Analizzato quanto sia importante per una società riuscire a rimanere accountable agli occhi del mercato, riuscendo in questo modo a mantenere una corporate identity impeccabile, proviamo ora ad analizzare delle casistiche concrete, avvenute negli ultimi mesi, in cui un alto livello di complessità ha messo a dura prova la C-Suite di due importanti colossi mondiali. 

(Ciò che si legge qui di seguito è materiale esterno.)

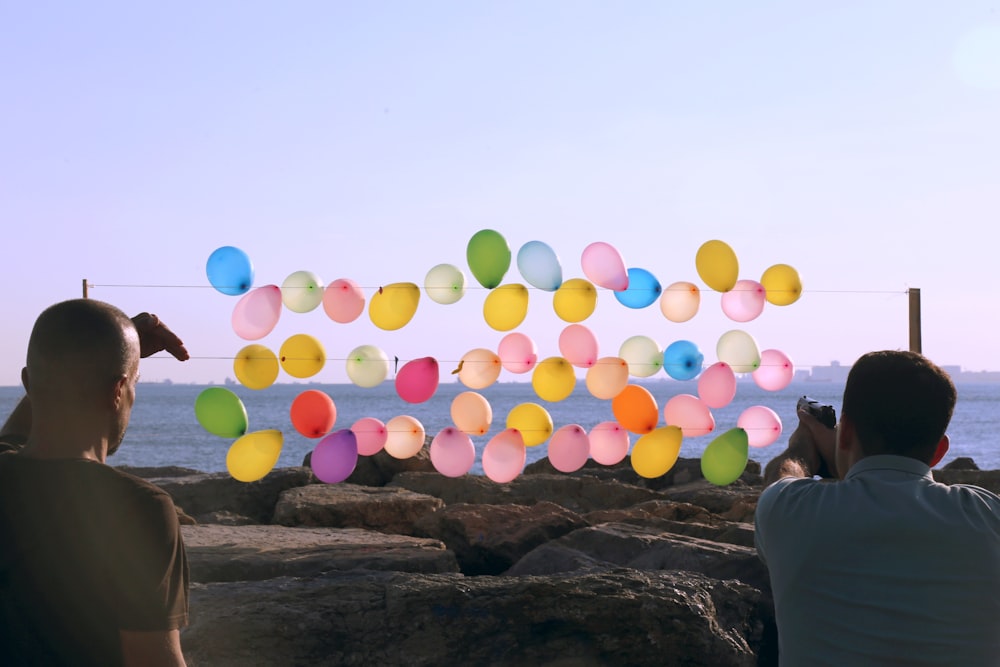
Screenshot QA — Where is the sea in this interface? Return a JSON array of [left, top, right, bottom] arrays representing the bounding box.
[[0, 380, 1000, 475]]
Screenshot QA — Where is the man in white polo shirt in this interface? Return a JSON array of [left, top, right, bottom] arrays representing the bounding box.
[[756, 351, 1000, 667]]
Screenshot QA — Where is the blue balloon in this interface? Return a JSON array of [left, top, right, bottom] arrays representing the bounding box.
[[205, 245, 253, 296], [615, 268, 663, 308], [663, 340, 705, 380]]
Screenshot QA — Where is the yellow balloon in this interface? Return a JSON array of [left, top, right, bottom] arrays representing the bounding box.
[[226, 429, 284, 482], [552, 278, 597, 323], [694, 241, 740, 292], [760, 264, 802, 306], [632, 426, 683, 479], [531, 357, 576, 403], [507, 403, 553, 447], [278, 334, 326, 378], [233, 344, 278, 389], [368, 283, 420, 331], [483, 283, 528, 331]]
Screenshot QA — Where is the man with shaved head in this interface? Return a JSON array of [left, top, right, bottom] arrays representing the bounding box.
[[0, 299, 188, 667]]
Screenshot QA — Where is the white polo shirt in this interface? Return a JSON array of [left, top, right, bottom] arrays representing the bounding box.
[[755, 456, 1000, 667]]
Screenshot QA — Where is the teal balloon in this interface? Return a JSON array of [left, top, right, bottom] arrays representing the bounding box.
[[194, 387, 248, 438], [615, 268, 663, 309], [465, 229, 510, 289], [701, 428, 750, 486]]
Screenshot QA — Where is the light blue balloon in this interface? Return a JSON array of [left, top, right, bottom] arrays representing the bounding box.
[[517, 241, 562, 292], [663, 340, 705, 380], [205, 245, 253, 296], [615, 268, 663, 308]]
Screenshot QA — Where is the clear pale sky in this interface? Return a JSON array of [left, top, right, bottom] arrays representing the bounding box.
[[0, 0, 1000, 385]]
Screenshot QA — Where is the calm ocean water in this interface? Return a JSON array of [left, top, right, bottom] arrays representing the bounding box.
[[0, 380, 1000, 474]]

Un primo caso sicuramente interessante è quello dello scioglimento della partnership tra Kanye West e Adidas dello scorso ottobre: il rapper e la società tedesca infatti collaboravano dal lontano 2013 al brand Yeezy. Quest’ultimo, secondo l’analista di Morningstar David Swartz, fatturava circa 2 miliardi di dollari l’anno, ovvero quasi il 10% del fatturato annuale di Adidas. Negli anni il brand tedesco aveva più volte chiuso un occhio sulle varie polemiche che vedevano protagonista il cantante statunitense, ma a fronte delle dichiarazione razziste rilasciate dall’artista lo scorso ottobre Adidas si è vista obbligata a tagliare qualsiasi tipologia di rapporto con quest’ultimo. La rottura, del tutto lecita, della partnership ha però avuto un effetto particolarmente negativo per la società tedesca che nel 2022 ha chiuso il proprio esercizio con un utile netto del gruppo di appena €254 milioni, registrando una variazione YoY del -83%. Inoltre adidas ha ancora in stock un numero considerevole di item firmati Yeezy e dei diritti di opzione sull’utilizzo del brand. Al momento Adidas non ha ancora dichiarato come intende procedere ma ha precisato come in caso di mancata vendita degli stock esistenti la società andrebbe incontro a una riduzione dei ricavi di circa €1,2 miliardi e una diminuzione dell’utile operativo di circa €500 milioni. Il mercato ovviamente non ha risposto bene alla financial guidance pubblicata dal brand tedesco che nella giornata del 9 febbraio 2023 ha perso circa il 13% del proprio valore. Questo caso è particolarmente interessante per analizzare come il mercato possa non reagire sempre in modo positivo a scelte teoricamente corrette, almeno dal punto di vista dell’immagine del brand.

Case Study N.2

Nelle scorse settimane abbiamo già parlato di come ChatGPT e Dall-E stiano cambiando le aspettative del mercato sul mondo AI. In particolare era particolarmente attesa una risposta di Google, che non ha tardato ad arrivare: il 6 febbraio Google ha infatti pubblicato un tweet in cui spiegava come a breve sarebbe stato rilasciato Bard, un servizio AI sperimentale basato su LaMDA (il linguaggio sviluppato da Google, anche tramite l’acquisizione di DeepMind avvenuta nel 2014, per $500 milioni). La notizia è stata inoltre accompagnata da un video promozionale e da un evento di presentazione al pubblico del nuovo prodotto. Purtroppo per Google però, in entrambe le occasioni, Bard ha evidenziato diverse carenze e sicuramente un livello di performance nettamente inferiore rispetto a quello proposto dai servizi presentati dal proprio competitor OpenAI. Ecco quindi che il mercato ha rapidamente punito la società californiana: le azioni di Alphabet (la holding di Google) hanno infatti subito un crollo del 9% tra il 7 e il 9 febbraio, abbassando la capitalizzazione del titolo di circa $100 miliardi. Questo secondo case study evidenzia l’importanza di considerare l’efficacia della propria comunicazione verso il mercato a 360°: Google è da ormai due decadi leader indiscusso nel campo dei motori di ricerca, ma è chiaro come in questo caso abbia (almeno per il momento) perso il passo rispetto ai propri competitor. L’intenzione di Microsoft di integrare Bing tramite la tecnologia AI potrebbe tranquillamente risultare in un fallimento (solo nei prossimi mesi potremo vedere le effettive potenzialità di questo progetto), ma per il momento è evidente come l’immagine di Google (e di conseguenza la sua capitalizzazione) siano state fortemente colpite dall’accaduto.